Whit stopped and crouched down, his voice rough from disuse and deep with the accent of their youth, which only ever came back here. “Listen ’ere, moppet. We don’ talk ’bout ice in the streets.”

The girl’s bright blue eyes went wide.

Whit ruffled her hair. “You keep our secrets, and you’ll get your lemon treats, don’t you worry.” A gap in the child’s smile showed that she’d lost a tooth recently. Whit directed her away. “Go find your mum. Tell ’er I’m comin’ for my wash after I finish at the warehouse.”

The girl was gone like a shot.

The brothers resumed their walk. “It’s good of you to give Mary your wash,” Devil said.

Whit grunted.

Theirs was one of the few rookeries in London that had fresh, communal water—because the Bareknuckle Bastards had made sure of it. They’d also made sure it had a surgeon and a priest, and a school where little ones could learn their letters before they had to take to the streets and find work. But the Bastards couldn’t give everything, and the poor who lived here were too proud to take it, anyway.

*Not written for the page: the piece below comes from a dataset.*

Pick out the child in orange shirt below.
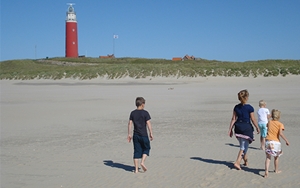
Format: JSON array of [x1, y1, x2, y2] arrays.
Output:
[[264, 109, 290, 178]]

So the Bastards employed as many of them as they could—a collection of old and young, strong and smart, men and women from all over the world—Londoners and North Countrymen, Scots and Welsh, African, Indian, Spanish, American. If they made their way to Covent Garden and were able to work, the Bastards would provide it

at one of their numerous businesses. Taverns and fight rings, butchers and pie shops, tanneries and dye shops and a half-dozen other jaunts, spread throughout the neighborhood.

If it wasn’t enough that Devil and Whit had come up in the muck of the place, the work they provided—for decent wages and under safe conditions—bought the loyalty of the rookery’s residents. That was something that other business owners had never understood about the slums, thinking they could hire in work while bellies in spitting distance starved. The warehouse on the far edge of the neighborhood now owned by the brothers had once been used to produce pitch, but had long been abandoned when the company that had built it discovered that the residents had no loyalty to them, and would steal anything that was left unguarded.

Not so when the business employed two hundred local men. Entering the building that now acted as the centralized warehouse for any number of the Bastards’ businesses, Devil nodded to a half-dozen men staggered throughout the dark interior, guarding crates of liquors and sweets, leathers and wool—if it was taxed by the Crown, the Bareknuckle Bastards sold it, and cheap.

And no one stole from them, for fear of the punishment promised by their name—one they’d been given decades earlier and stones lighter, when they’d fought with fists faster and stronger than they should have been to claim turf and show enemies no mercy.

Devil went to greet the strapping man who led the watch. “All right, John?”

“All right, sir.”

“Has the babe come?”

Bright white teeth flashed proudly against dark brown skin. “Last week. A boy. Strong as his da.”

The new father’s satisfied smile was sunlight in the dimly lit room, and Devil clapped him on the shoulder. “I’ve no doubt about that. And your wife?”

“Healthy, thanks to God. Too good for me by half.”

Devil nodded and lowered his voice. “They all are, man. Better than the lot of us combined.”

He turned from the sound of John’s laughter to find Whit, now standing with Nik, the foreman of the warehouse, young—barely twenty—and with a head for organization that Devil had never met in another. Nik’s heavy coat, hat, and gloves hid most of her skin, and the dim light hid the rest, but she reached out a hand to greet Devil as he arrived.